Sales of existing homes were down 0.7% from December 2022 and 36.9% from the same time a year ago.
Meanwhile, the median current home sale price actually rose 1.3% from a year earlier to $359,000.
But here’s the most interesting part — the inventory of existing unsold homes at the end of January stood at 980,000, or the equivalent of 2.9 months’ supply at the current sales pace.
To put this in perspective, in early 2009 the housing inventory was at 9.6 Months Supplyper NAR.
There were 3.6 million unsold homes, which was actually an improvement from 4.5 million a year earlier.
Today, there are less than a million, despite a 15.3% increase from the year before (850,000).
The double-edged sword of low mortgage rates
while low mortgage rates What were a boon for homeowners over the past decade are now coming back to bite.
first american economist to quote as “golden shackles” for them because of the associated rate lock-in effect.
They restrict movement for existing home owners, and at the same time restrict potential home buyers as well.
And the higher rates go, the worse it gets. As the spread widens, existing owners have less incentive to sell.
This reduces the supply, which causes asset values to rise. But the combination of the high asking price and 7% mortgage rate doesn’t work for most.
While this may prove to be temporary, if mortgage rates eventually return to 5%, what do buyers do in the meantime?

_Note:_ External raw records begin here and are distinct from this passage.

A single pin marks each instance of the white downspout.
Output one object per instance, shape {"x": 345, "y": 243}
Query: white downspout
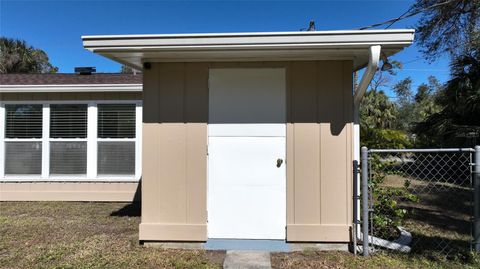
{"x": 373, "y": 60}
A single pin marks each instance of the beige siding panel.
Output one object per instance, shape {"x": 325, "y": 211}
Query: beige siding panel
{"x": 172, "y": 173}
{"x": 321, "y": 110}
{"x": 69, "y": 191}
{"x": 319, "y": 233}
{"x": 173, "y": 232}
{"x": 150, "y": 151}
{"x": 174, "y": 152}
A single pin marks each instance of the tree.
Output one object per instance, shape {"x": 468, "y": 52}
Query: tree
{"x": 376, "y": 110}
{"x": 458, "y": 120}
{"x": 16, "y": 56}
{"x": 382, "y": 79}
{"x": 446, "y": 25}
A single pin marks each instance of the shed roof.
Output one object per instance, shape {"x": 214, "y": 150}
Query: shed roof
{"x": 99, "y": 82}
{"x": 63, "y": 78}
{"x": 353, "y": 45}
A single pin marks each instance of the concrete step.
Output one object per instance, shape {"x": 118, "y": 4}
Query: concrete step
{"x": 240, "y": 259}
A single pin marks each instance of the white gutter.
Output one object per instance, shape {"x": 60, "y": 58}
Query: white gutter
{"x": 373, "y": 60}
{"x": 71, "y": 88}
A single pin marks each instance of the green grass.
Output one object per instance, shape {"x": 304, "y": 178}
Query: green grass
{"x": 105, "y": 235}
{"x": 83, "y": 235}
{"x": 319, "y": 259}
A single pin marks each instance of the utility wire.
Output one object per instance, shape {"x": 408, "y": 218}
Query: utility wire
{"x": 405, "y": 15}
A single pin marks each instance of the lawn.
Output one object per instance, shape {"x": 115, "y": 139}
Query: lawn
{"x": 105, "y": 235}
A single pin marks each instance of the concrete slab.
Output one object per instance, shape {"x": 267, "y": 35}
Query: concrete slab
{"x": 175, "y": 245}
{"x": 247, "y": 260}
{"x": 246, "y": 244}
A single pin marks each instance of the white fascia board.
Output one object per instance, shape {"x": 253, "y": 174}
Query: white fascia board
{"x": 399, "y": 38}
{"x": 132, "y": 50}
{"x": 71, "y": 88}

Can Free and Clear Homeowners Improve Inventory Positions?
One place to look can be free and clear homeowners who have nothing as a mortgage,
Per First American, by 2021 nearly 42% of US homeowners will not have a home loan. Thus, they are unaffected by mortgage rate lock-in.
And about 78% of these free and clear owners were 55 or older. so if they do move, there’s a good chance they’ll downsize and buy with cash (using the sales proceeds).

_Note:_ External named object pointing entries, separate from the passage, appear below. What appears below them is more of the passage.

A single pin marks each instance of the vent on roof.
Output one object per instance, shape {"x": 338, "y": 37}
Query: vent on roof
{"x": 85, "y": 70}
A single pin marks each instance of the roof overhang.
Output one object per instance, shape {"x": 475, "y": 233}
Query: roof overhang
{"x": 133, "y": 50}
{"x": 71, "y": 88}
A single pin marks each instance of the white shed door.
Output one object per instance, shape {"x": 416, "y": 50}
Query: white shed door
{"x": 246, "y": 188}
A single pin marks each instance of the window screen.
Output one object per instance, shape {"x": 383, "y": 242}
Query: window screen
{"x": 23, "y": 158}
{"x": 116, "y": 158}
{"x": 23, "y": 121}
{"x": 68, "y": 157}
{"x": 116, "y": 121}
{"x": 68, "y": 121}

This means that current mortgage rates are not a factor for them. The only issue is that many Baby Boomers are aging out, aka not going away.
So banking on rectifying the housing inventory problem may be a shot in the dark.
the takeaway is There are very few existing homes on the marketAnd the higher the mortgage rates, the worse it is.
It also explains why home prices are holding up well despite pulling back from their ridiculous post-COVID highs.
and why that 2008-esque housing market crash May prove elusive.